Se incorporó sobre los codos, se inclinó, lo besó. Se movió de pronto, lo abrazó. En silencio.
—Di algo.
—No me gustaría perderte, Yen.
—Pero si me tienes.
—Esta noche tendrá final.
—Todo tiene un final.
No, pensó Geralt. No quiero que sea así. Estoy cansado. Demasiado cansado para aceptar la perspectiva de finales que son principios, tras los que hay que comenzar otra vez de nuevo. Yo quisiera...
—No hables. —Con un rápido movimiento Yennefer le puso un dedo en los labios—. No me digas lo que quisieras ni lo que anhelas. Porque podría ser que no fuera a poder cumplir tus deseos y eso me causaría daño.
—¿Y qué es lo que tú anhelas, Yen? ¿Con qué sueñas?

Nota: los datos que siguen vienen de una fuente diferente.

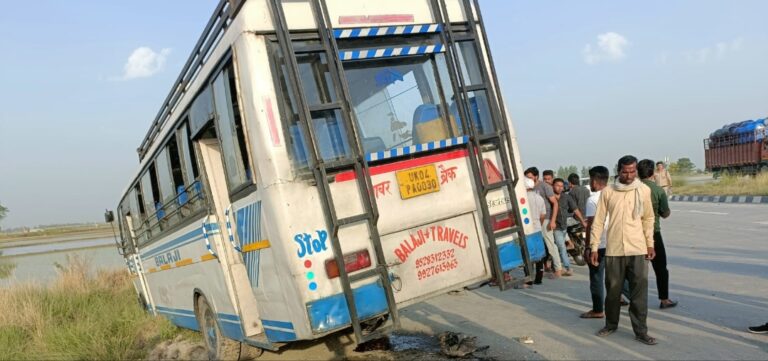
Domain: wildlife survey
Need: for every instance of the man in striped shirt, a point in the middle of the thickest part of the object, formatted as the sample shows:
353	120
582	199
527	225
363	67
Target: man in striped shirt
629	247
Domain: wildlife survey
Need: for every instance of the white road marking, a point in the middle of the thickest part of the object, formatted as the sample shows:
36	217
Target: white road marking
703	212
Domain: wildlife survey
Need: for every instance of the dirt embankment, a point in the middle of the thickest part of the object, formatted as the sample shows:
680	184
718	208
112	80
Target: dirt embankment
62	235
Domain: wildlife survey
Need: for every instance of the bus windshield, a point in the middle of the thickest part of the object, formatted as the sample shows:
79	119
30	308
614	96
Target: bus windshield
402	101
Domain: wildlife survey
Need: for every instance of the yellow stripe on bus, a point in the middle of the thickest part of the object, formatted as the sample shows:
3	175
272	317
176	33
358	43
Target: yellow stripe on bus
256	246
184	262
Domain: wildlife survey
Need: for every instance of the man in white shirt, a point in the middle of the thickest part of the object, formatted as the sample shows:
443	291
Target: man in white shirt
538	214
598	179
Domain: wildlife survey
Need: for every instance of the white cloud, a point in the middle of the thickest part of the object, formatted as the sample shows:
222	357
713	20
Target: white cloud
715	52
144	62
610	47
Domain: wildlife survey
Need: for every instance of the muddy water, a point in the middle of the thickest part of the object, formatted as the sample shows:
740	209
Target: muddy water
40	267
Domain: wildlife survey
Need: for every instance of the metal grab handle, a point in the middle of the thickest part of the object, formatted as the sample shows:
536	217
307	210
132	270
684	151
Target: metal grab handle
205	237
229	230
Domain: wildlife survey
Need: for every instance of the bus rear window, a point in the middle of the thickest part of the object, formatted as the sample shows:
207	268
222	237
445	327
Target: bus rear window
401	101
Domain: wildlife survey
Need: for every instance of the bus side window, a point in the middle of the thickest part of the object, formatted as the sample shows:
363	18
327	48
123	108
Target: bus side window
331	135
479	107
164	176
137	211
187	154
230	130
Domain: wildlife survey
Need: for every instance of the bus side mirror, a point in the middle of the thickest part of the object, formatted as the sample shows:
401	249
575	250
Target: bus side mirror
109	217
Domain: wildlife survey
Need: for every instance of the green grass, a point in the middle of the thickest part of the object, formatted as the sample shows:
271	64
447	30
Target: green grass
729	185
57	231
6	268
82	316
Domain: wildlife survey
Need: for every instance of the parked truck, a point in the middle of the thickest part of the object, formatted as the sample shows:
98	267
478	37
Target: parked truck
740	148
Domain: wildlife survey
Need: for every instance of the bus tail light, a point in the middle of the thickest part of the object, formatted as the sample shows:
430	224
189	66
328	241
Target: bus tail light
352	262
502	221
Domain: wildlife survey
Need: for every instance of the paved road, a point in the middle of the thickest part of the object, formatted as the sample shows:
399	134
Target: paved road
718	263
718	257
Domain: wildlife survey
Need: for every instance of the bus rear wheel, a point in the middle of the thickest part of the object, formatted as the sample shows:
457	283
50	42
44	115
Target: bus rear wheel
219	347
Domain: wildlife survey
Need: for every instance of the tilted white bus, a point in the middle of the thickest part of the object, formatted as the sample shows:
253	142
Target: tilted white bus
319	164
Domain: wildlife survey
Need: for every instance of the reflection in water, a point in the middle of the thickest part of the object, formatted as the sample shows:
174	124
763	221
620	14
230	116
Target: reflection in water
40	268
56	246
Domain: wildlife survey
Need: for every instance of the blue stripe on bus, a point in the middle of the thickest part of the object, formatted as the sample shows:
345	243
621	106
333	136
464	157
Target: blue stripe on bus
232	330
280	324
510	256
279	336
331	313
248	232
179	241
175	310
228	317
181	318
163	247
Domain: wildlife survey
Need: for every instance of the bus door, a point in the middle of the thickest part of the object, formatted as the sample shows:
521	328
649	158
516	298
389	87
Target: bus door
236	209
418	97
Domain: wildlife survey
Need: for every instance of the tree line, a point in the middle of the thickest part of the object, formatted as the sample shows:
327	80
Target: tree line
682	166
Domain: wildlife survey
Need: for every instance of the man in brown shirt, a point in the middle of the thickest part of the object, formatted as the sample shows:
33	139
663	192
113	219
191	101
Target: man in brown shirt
629	247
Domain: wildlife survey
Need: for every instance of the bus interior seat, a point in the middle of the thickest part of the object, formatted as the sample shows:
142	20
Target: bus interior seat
373	145
331	140
481	116
182	195
428	125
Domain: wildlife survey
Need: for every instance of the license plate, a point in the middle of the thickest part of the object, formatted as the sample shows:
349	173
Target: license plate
418	181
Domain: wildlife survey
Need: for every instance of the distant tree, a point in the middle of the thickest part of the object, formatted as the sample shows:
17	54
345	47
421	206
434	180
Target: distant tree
3	212
564	172
6	268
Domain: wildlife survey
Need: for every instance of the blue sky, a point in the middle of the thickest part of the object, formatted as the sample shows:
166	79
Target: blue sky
585	82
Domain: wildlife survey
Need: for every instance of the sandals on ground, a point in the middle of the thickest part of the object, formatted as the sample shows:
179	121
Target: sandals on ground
605	331
648	340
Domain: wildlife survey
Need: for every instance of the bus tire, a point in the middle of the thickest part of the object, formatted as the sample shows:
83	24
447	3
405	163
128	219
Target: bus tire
219	347
248	352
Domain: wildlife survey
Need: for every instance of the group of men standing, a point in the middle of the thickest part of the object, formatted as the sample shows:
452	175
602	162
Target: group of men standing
623	234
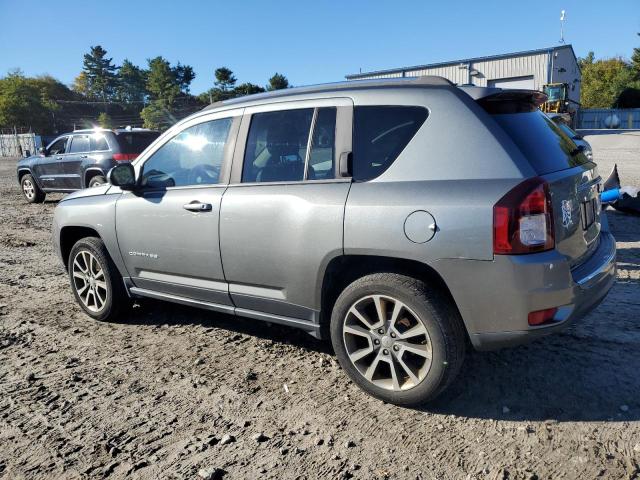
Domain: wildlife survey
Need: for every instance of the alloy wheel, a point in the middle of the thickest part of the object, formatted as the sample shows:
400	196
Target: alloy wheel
387	342
89	281
29	189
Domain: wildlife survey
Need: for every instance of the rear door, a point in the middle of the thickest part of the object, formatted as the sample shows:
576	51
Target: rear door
282	216
573	180
50	168
79	149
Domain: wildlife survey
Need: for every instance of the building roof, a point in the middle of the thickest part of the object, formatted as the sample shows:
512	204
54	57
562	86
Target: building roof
355	76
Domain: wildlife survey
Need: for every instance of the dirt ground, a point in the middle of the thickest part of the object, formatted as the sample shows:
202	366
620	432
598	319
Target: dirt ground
158	395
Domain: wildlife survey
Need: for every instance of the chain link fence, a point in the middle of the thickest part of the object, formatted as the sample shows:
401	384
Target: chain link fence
14	144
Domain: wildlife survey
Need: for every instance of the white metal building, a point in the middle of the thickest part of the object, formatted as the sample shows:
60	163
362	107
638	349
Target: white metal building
531	69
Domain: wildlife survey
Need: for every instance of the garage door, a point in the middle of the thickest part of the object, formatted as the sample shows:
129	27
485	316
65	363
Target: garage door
513	82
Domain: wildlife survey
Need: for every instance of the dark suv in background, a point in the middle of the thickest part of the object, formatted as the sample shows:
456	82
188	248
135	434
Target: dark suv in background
79	159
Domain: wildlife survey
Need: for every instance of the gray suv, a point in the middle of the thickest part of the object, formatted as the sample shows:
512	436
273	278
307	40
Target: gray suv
80	159
401	218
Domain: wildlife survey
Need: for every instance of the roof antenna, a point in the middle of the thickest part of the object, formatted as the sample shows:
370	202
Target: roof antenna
562	12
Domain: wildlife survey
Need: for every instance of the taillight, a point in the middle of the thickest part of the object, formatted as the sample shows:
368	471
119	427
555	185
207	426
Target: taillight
523	220
541	317
122	157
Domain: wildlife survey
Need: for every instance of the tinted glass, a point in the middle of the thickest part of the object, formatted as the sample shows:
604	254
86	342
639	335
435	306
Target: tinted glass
193	157
58	146
322	156
135	142
277	146
545	145
98	142
79	143
380	134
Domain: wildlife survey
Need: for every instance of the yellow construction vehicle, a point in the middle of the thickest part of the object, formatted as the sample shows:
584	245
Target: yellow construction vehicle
558	101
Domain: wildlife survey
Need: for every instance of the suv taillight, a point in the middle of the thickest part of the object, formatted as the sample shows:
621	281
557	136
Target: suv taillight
124	157
523	220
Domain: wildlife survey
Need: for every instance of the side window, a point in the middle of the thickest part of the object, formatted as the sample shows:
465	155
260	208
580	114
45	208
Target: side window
193	157
79	143
322	156
277	146
380	134
98	142
58	147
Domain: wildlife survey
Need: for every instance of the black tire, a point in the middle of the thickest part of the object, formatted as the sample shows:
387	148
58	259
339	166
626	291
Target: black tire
96	181
445	338
113	299
31	190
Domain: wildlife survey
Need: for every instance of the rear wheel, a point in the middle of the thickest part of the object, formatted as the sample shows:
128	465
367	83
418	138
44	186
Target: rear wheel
95	280
30	189
397	339
97	181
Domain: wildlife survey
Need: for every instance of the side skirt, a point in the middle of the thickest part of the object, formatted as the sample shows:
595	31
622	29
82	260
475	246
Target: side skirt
310	327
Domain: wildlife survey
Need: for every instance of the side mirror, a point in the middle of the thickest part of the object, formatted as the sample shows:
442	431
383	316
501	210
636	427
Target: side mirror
123	176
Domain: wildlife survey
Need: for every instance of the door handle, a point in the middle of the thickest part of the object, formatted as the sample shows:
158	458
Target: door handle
196	206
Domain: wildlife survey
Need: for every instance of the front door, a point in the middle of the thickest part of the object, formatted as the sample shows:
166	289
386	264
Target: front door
78	149
282	216
168	229
50	168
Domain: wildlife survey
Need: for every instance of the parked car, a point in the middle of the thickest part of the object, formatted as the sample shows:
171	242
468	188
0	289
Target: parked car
79	159
400	218
578	139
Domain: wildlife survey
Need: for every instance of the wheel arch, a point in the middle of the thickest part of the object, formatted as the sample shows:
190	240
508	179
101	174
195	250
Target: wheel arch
91	172
345	269
69	235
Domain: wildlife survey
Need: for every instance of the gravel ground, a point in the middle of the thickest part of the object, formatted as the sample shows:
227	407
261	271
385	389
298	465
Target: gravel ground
171	390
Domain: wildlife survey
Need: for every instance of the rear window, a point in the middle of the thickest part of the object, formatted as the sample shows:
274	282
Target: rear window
545	145
380	134
135	142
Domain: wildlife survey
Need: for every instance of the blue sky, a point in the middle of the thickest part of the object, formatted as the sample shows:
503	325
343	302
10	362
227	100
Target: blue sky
309	42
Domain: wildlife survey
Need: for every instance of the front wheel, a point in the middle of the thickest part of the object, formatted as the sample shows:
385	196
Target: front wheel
397	339
30	189
95	280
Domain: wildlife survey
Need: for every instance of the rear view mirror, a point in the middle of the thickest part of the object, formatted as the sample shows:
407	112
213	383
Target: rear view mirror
123	176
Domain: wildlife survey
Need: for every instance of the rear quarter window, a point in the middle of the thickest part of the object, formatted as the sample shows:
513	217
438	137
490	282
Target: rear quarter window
545	145
135	142
380	133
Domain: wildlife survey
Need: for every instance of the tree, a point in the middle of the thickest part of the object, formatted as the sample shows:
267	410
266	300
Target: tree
104	120
161	82
156	115
603	81
225	80
278	82
184	76
100	73
247	89
131	83
635	61
21	104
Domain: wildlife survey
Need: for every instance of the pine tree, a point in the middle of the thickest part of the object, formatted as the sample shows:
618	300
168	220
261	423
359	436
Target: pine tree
132	83
278	82
100	73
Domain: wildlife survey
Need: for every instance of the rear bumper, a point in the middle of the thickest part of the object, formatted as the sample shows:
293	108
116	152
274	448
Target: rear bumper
495	297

—Sólo con cosas que se pueden alcanzar.
—¿Y conmigo?
—A ti ya te tengo.
Guardó silencio durante largo rato. Y esperó al momento en que ella interrumpió el silencio.
—¿Geralt?
—¿Mmm?
—Hazme el amor, por favor.
Al principio, saciados de sí, estaban llenos ambos de fantasía e invenciones, de ideas, descubrimientos y deseos de novedad. Como de costumbre, pronto resultó que aquello era a la vez demasiado y demasiado poco. Lo comprendieron al mismo tiempo y se mostraron amor de nuevo.
Cuando Geralt recuperó la consciencia, la luna todavía seguía en su sitio. Las cigarras chirriaban con empeño como si ellas también quisieran combatir el miedo y la intranquilidad a base de locura y pasión. Desde una ventana cercana en el ala izquierda de Aretusa alguien necesitado de sueño gritaba y echaba pestes exigiendo silencio. Desde una ventana al otro lado alguien, al parecer dotado de un alma más artística, aplaudía con entusiasmo y les vitoreaba.
—Oh, Yen... —susurró el brujo con vergüenza.